Using Internet Standards to Keep Kids Away from Adult Content Online

In an effort to block kids from online content intended for adults, some have argued that age-verification or age-assurance tools offer the possibility of simple, effective guardrails. 

In our brief to the Supreme Court last year, CDT laid out serious concerns these tools raise regarding privacy and First Amendment freedoms – in addition to questions about their efficacy. 

But that doesn’t mean technical solutions can’t address some valid concerns about adult content. In particular, two policies related to internet standards are worth pursuing right now.

First, parents can already set most children’s devices to block adult websites, which depends on sites labeling themselves as adults-only via metadata. Most adult content sites are happy to label themselves as adults-only: it’s cheap and easy, and allowing children to view their content raises legal, regulatory, ethical and commercial concerns that sites would rather avoid. Making these tools more robust — well-defined standards, widely adopted by websites and interpreted by web browsers and parental control tools — can make them more effective.

Alternatively, just as we allow users to request “safe mode” of Google search or YouTube, devices could be configured to request “safe mode” of other sites on the internet. Proactively alerting sites that there’s a young person (or just someone avoiding NSFW content) on the other end of the connection has the advantage of working on platforms that contain content appropriate for general audiences alongside content for adults only.

There’s plenty of work to do to implement these tools, but standards for sites to self-label and for users to indicate their content preferences are already being proposed.

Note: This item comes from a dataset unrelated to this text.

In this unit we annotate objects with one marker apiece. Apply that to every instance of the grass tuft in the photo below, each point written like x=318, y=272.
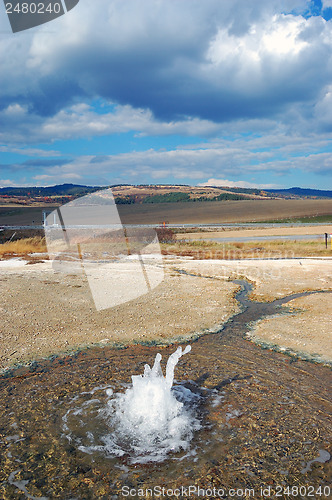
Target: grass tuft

It’s possible that in the future age-verification and age-assurance systems will be able to avoid the worst problems of the current systems, perhaps by associating a government-issued ID with unlinkable digital tokens that can be presented to a website without requiring someone to send a photo of an actual ID card or revealing a government-issued identifier. But for the time being, standards-based solutions like these provide the most practical opportunities both to protect children from adult content and to protect the rights of adults to access the content they want, while also avoiding severe privacy and security issues.